- Big landlords snapping up thousands of homes during the COVID-19 pandemic are hitting the brakes.
- Home Partners of America, owned by Blackstone, said it would suspend home buying in 38 cities.
- Investors expect house prices to fall later this year and are waiting for better deals.
Big landlords who bought thousands of single-family homes during the COVID-19 pandemic are hitting the brakes, waiting for the housing market to cool.
The latest example: Home Partners of America, a subsidiary of Blackstone Inc., said it would suspend home buying in 38 of the more than 80 markets it operates.
Home Partners, which owned more than 17,000 rental homes in the U.S. as of last year, told clients that as of Sept. 1 it would stop buying in 28 markets including Boise, Idaho; Louisville, Kentucky; and Detroit, Michigan, according to announcement on its website. On Oct. 1, the company will stop buying homes in 10 additional markets, including Albuquerque, New Mexico; Charleston, South Carolina; and Tucson, Arizona.
According to an announcement on its website, Home Partners considers home price appreciation, state and local regulations and market demand when deciding which cities to temporarily drop. First reported by Bloomberg.
“We and Home Partners remain fully committed to expanding access to homeownership and continue to actively purchase homes on behalf of our residents in more than 20 of the fastest-growing markets in the United States,” a Blackstone spokesperson told Insider. “We are pausing markets that account for less than 5% of our recent activity.”
Other major landlords are also cautious about what and where they buy
Corporate owners like American Homes 4 Rent and Invitation Homes, which own tens of thousands of properties, also say they’ll be more choosy about buying as they wait for better deals later this year and early next.
Buyer demand for homes has waned, which often gives these big companies an opportunity to buy units. But home prices are still high, and landlords need to ensure they can charge enough rent to justify the high purchase price. Borrowing costs for big companies have also increased due to the Federal Reserve raising interest rates, another reason these companies may want to wait for conditions to change before buying more.

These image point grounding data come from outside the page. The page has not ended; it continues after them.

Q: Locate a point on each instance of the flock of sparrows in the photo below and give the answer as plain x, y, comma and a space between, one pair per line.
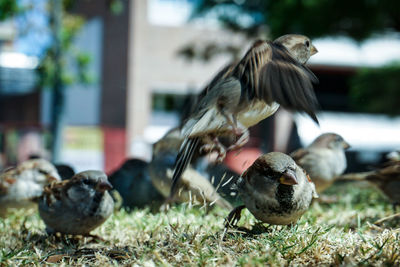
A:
277, 188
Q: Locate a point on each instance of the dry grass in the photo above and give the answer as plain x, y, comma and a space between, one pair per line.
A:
336, 234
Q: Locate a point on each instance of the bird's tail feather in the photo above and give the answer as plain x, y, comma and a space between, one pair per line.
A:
183, 159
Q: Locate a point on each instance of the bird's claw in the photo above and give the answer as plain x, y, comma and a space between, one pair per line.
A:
234, 216
244, 138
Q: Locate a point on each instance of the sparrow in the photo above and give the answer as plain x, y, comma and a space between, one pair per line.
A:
386, 178
324, 159
65, 171
78, 205
275, 190
242, 94
394, 155
133, 183
193, 187
21, 186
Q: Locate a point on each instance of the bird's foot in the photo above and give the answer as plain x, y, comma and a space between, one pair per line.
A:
234, 216
243, 139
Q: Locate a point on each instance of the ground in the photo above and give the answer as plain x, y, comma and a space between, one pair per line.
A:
342, 233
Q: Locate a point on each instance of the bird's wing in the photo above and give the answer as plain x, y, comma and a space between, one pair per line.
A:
195, 182
183, 159
268, 72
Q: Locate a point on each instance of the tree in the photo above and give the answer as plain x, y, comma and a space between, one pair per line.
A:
54, 69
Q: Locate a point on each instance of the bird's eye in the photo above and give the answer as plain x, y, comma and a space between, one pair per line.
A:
43, 172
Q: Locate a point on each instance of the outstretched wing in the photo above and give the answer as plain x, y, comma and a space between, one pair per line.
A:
268, 72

Blackstone acquired Home Partners for $6 billion in June 2021. The rapid expansion of the single-family home rental industry during the COVID-19 pandemic has alarmed critics who say the companies crowd out regular buyers and raise rents.
But unlike most single-family rental companies, Home Partners specializes in rent-to-buy programs, in which tenants have the opportunity to buy a home for a predetermined price. The company works with individuals to buy homes that tenants want to live in long-term, then sets rents for up to five years and pre-determines the purchase price.